# tokmat
[](https://github.com/Jrakru/tokmat/actions/workflows/ci.yml)
[](https://docs.rs/tokmat)
[](https://crates.io/crates/tokmat)
`tokmat` is a standalone Rust crate for metadata-driven tokenization and TEL-based extraction of
Canadian-style address strings.
It is the low-level parsing core: other crates can build strategies, pipelines, analytics, or
language bindings on top of it without pulling in broader workspace assumptions.

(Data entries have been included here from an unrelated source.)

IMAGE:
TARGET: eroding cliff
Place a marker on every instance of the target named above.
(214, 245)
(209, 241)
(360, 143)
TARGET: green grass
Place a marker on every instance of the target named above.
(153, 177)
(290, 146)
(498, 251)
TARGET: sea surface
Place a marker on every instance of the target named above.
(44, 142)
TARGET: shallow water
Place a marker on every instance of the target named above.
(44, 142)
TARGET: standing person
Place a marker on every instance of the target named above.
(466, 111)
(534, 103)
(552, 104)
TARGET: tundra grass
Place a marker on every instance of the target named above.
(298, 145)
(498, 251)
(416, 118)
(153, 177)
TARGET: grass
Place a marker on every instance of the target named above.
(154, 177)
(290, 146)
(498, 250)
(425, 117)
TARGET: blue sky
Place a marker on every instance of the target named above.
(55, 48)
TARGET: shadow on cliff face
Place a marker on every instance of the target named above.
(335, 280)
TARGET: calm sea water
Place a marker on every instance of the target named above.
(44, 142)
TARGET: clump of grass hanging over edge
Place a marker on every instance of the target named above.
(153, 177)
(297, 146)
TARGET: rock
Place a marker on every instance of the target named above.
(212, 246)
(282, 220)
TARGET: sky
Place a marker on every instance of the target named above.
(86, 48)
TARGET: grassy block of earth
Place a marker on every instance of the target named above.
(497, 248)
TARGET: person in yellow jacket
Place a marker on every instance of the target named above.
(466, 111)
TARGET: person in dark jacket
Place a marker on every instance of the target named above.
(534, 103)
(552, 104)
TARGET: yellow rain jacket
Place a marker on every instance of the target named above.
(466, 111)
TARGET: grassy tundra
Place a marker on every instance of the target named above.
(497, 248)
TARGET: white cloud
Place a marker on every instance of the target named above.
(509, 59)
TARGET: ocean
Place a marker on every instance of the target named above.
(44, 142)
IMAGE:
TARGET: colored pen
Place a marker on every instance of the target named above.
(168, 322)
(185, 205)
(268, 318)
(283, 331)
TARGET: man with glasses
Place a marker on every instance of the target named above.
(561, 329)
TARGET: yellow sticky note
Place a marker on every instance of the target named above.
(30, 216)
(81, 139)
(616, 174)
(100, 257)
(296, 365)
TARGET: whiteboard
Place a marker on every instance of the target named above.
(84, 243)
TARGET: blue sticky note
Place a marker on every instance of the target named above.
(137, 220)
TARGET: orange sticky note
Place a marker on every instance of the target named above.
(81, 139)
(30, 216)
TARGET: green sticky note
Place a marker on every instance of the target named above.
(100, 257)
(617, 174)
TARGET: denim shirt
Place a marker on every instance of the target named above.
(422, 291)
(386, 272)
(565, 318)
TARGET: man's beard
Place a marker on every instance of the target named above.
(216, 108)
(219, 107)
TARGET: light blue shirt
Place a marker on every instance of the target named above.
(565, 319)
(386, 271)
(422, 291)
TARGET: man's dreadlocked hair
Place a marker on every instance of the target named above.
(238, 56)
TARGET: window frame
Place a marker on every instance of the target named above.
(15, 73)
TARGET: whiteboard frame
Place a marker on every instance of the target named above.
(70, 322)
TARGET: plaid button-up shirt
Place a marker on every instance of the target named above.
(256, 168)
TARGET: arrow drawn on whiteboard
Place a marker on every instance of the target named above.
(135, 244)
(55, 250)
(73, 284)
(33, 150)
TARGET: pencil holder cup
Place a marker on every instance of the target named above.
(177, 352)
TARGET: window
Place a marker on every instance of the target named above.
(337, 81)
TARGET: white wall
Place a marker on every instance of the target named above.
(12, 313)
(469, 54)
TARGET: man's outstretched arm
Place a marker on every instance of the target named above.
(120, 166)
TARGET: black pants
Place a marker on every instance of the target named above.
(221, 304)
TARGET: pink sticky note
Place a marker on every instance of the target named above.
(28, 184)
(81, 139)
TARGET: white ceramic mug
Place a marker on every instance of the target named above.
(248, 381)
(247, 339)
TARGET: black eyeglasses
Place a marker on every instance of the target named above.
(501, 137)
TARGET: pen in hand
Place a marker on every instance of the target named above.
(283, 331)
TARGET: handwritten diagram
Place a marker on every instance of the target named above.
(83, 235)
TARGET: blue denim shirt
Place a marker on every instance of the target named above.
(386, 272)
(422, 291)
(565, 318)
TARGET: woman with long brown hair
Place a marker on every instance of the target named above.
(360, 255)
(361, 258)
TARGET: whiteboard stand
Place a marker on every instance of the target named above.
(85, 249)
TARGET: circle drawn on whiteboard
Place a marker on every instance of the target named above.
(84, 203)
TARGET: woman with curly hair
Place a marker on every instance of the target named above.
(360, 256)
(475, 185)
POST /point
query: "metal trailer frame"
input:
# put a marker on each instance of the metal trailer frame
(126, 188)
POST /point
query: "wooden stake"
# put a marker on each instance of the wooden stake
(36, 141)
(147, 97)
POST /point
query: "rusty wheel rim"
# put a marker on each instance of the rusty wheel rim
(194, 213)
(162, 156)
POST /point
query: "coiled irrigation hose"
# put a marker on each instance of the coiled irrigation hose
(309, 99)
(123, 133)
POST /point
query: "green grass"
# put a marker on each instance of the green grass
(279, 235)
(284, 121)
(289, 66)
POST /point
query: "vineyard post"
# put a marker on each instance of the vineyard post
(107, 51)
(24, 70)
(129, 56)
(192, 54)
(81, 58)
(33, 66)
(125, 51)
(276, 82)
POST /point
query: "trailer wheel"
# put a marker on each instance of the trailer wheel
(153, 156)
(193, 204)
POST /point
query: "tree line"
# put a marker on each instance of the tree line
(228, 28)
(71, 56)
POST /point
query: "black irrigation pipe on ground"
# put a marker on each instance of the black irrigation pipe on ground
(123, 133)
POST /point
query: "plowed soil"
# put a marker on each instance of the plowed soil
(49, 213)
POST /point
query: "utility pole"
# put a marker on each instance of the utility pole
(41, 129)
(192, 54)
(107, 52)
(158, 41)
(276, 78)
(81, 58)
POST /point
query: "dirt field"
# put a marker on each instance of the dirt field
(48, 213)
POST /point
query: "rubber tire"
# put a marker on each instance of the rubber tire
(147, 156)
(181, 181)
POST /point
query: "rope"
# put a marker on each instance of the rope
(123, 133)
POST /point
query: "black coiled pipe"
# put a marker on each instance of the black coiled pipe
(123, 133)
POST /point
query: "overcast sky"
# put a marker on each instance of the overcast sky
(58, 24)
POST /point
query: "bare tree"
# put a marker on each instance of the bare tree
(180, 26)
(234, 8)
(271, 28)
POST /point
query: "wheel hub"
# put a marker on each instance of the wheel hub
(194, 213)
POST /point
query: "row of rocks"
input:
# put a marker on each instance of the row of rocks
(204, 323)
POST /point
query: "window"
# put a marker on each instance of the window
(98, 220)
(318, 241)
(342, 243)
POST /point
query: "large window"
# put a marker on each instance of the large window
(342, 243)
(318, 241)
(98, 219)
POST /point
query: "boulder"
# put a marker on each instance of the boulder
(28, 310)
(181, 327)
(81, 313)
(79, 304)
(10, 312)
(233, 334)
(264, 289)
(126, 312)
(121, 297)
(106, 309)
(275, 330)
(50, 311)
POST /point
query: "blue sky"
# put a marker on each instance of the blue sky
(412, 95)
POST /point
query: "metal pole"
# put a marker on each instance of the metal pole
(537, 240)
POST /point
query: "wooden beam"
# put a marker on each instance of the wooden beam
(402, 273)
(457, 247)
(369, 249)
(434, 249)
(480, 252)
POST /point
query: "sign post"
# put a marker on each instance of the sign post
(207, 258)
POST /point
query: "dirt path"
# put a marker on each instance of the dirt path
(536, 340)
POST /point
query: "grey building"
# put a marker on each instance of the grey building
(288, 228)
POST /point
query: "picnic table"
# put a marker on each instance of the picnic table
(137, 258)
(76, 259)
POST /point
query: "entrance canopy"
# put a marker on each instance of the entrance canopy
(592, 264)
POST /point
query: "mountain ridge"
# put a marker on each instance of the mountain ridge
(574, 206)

`tokmat` now uses PCRE2 as its runtime regex engine across tokenization, TEL compilation, and
extractor execution.
## Highlights
- Standalone core crate with no sibling-workspace runtime assumptions
- PCRE2-only runtime regex path across tokenization and extraction
- Metadata-driven TEL extraction over token classes instead of raw-text-only matching
- File-backed token models plus inline/in-memory model support
- Per-model, configurable word definition (the character class that delimits
tokens) — loaded from `WORDDEFINITION.param` and applied per model for
tokenization, with no process-global side effects from loading a model
- Reference corpus tests, doctests, linting, and publish dry-run validation
## Why this crate exists
`tokmat` separates address parsing into two explicit phases:
1. Tokenization and classification
2. TEL-driven extraction over token classes
That split keeps the parser predictable.
- Tokenization decides where boundaries are.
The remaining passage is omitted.